En coulisses, l'armée et le Département de la défense (DDPS) s'énervent. «Bien sûr que nous avons des plans d'achat. Bien sûr que nous pouvons utiliser l'argent à bon escient pour combler les lacunes de capacités existantes et imminentes», dit-on dans les milieux de l'armée.
Et les commissions compétentes ont été informées à plusieurs reprises. On trouve également des informations à ce sujet dans le «Livre noir» de l'armée. Tout cela n'a visiblement pas porté ses fruits. Pour que le Parlement sache de quoi il va débattre lors de la bataille budgétaire de la session d'hiver qui débute la semaine prochaine, voici la liste des achats de Viola Amherd:
- Conduite et mise en réseau: les centres de calcul et l'infrastructure informatique doivent être construits ou développés et une communication par satellite doit être mise en place afin de pouvoir envoyer rapidement et en toute sécurité les informations entre les postes de commandement et les militaires. Coût: environ 2,4 milliards.
- Réseau de renseignements et capteurs: pour pouvoir établir des images de la situation aérienne, il faut acquérir des radars et des capteurs. Pour cela, le DDPS veut également acheter des mini-drones. Coûts: env. 1,5 milliard.
- Efficacité contre les cibles aériennes: pour pouvoir repousser les missiles, les drones ou les avions de combat, l'armée prévoit d'acheter une défense aérienne terrestre de petite et moyenne portée. Coût: environ 1,4 milliard.
- Effet contre des cibles au sol: jusqu'à 196 chars Leopard 2 doivent être remis en état de marche. En outre, l'armée veut remplacer les obusiers blindés M109, vieux de plus de 50 ans, par des chars allemands Piranha IV. Il est également prévu d'acheter de nouveaux missiles sol-sol pour la défense antichars ou du matériel de défense NBC. Coût: environ 2,2 milliards.
- Effet dans l'espace cybernétique et électromagnétique: des investissements sont prévus pour protéger l'infrastructure propre contre les cyberattaques, ainsi que pour pouvoir éclaircir et perturber les transmissions de signaux. Coût: environ 500 millions d'euros.
- Logistique: pour garantir l'approvisionnement des troupes en munitions, carburants ou pièces de rechange, des investissements sont prévus dans des infrastructures décentralisées. Coûts: env. 200 millions.
- Affaires sanitaires: les postes de secours sanitaires ainsi qu'une partie des véhicules sanitaires doivent être renouvelés.
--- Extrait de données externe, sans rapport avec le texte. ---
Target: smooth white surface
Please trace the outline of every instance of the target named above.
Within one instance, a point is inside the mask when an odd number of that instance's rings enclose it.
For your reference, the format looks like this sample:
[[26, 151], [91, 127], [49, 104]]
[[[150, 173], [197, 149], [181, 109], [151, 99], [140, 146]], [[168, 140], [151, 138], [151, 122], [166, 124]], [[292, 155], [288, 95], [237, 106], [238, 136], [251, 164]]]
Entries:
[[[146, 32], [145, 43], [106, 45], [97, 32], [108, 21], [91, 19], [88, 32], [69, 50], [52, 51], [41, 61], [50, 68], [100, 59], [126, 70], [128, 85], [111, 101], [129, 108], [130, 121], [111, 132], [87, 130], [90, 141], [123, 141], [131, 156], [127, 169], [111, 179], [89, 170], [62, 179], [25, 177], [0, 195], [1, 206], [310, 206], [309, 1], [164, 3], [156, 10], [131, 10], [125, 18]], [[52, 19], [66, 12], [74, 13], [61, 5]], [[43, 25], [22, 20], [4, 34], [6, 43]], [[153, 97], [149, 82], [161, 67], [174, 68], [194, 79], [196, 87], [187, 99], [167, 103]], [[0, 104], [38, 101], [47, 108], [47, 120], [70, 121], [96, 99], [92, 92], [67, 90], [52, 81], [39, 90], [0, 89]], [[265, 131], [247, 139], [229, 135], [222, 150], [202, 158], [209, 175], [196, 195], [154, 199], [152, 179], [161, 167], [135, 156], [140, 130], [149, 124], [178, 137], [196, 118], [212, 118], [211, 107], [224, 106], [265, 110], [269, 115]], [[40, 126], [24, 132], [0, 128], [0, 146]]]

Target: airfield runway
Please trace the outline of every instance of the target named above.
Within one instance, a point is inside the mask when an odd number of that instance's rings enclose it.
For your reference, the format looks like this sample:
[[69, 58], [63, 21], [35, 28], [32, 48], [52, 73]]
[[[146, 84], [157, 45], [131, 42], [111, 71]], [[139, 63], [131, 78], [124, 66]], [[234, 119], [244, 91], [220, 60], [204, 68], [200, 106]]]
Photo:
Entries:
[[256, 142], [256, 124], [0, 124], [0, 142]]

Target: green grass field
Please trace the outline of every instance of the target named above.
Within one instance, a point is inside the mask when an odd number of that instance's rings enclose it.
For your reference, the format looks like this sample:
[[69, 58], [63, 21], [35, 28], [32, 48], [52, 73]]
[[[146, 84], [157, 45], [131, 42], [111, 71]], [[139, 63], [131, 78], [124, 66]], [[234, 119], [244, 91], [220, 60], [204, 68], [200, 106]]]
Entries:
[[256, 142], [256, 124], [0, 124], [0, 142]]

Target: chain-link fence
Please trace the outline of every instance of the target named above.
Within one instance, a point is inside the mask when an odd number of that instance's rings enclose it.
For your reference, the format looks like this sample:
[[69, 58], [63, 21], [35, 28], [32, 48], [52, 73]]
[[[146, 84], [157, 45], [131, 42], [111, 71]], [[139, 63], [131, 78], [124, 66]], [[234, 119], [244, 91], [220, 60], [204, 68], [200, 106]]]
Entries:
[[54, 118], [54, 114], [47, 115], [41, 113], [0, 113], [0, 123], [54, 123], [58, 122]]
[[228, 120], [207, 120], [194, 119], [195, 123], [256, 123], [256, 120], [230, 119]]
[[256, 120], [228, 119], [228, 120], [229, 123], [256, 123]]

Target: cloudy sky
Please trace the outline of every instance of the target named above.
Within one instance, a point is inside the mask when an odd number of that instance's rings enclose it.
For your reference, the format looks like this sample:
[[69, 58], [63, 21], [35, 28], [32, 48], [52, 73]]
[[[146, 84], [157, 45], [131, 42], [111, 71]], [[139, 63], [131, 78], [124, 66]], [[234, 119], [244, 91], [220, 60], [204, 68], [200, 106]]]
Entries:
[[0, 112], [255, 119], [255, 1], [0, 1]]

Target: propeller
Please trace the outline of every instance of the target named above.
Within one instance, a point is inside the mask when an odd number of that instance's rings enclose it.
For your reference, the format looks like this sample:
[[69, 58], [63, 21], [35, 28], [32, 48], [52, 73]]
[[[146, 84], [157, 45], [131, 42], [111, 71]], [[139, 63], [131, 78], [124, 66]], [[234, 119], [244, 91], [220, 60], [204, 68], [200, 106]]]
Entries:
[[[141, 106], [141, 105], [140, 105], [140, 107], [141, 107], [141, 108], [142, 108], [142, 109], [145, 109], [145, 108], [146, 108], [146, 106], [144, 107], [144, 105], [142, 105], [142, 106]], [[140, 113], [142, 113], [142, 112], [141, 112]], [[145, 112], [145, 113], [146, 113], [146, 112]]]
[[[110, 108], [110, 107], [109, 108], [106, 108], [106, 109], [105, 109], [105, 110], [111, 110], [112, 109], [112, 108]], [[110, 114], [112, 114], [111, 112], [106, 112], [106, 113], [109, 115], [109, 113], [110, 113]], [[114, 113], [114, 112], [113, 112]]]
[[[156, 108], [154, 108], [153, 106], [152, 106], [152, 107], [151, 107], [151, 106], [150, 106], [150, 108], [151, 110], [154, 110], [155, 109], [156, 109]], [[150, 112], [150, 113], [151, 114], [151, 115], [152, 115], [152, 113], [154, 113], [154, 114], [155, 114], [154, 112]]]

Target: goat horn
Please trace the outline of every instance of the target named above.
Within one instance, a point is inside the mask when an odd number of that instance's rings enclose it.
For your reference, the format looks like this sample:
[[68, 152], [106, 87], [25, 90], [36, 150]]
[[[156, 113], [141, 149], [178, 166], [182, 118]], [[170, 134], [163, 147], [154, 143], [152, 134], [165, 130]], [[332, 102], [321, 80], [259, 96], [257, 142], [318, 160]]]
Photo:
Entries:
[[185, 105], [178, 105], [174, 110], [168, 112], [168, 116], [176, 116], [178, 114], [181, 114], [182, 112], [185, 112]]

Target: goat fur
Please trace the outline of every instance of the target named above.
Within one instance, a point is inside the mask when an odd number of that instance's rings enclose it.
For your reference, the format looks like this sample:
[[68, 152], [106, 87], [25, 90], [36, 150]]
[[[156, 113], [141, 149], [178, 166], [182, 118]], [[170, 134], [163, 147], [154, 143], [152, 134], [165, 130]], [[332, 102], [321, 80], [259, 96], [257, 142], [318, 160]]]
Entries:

Coûts: env. 100 millions.
- Mobilité non protégée au sol: la flotte de véhicules non protégés pour le transport de personnes et de matériel doit être renouvelée si nécessaire. Coût: environ 650 millions.
- Mobilité protégée au sol: pour pouvoir transporter des troupes en toute sécurité, il faut acquérir des véhicules de commandement de type Eagle ainsi que d'autres véhicules protégés. Parallèlement, l'armée veut assainir les véhicules protégés de la troupe et les chars de dépannage. Coûts: environ 2,3 milliards.
- Aéromobilité: les hélicoptères actuels de type Super Puma et Cougar doivent être remplacés pour les transports de personnes et de matériel. Parallèlement, l'hélicoptère de transport et de formation EC-635 doit être remis en état. Coût: environ 1,6 milliard.
Une liste de souhaits de 13 milliards jusqu'en 2031
En fin de compte, ce sont 13 milliards de francs que Viola Amherd et son DDPS veulent investir dans une première phase jusqu'en 2031 pour que l'armée suisse soit à nouveau capable de se défendre. À cela s'ajoute l'acquisition continue de grandes quantités de munitions. Et il ne s'agit là que des dépenses les plus nécessaires, souligne la direction de l'armée. Pour ces investissements, elle part toutefois du principe que le budget de l'armée sera progressivement augmenté jusqu'à atteindre 1% du produit intérieur brut d'ici 2030, ce qui est tout sauf certain. De plus, il s'agit d'une planification provisoire.
Avec la liste des souhaits de l'armée, le Parlement dispose d'une base de discussion. Il s'agit avant tout de projets qui doivent être avancés dans le temps. Toutefois, la planification n'est pas gravée dans le marbre. Les besoins peuvent changer en fonction de l'évolution. Et le Parlement se prononce chaque année sur le budget de l'armement. Mais un autre obstacle apparait: comme le monde entier s'arme en raison de la guerre en Ukraine, on ne sait pas si la Suisse obtiendra ce qu'elle veut sur le marché.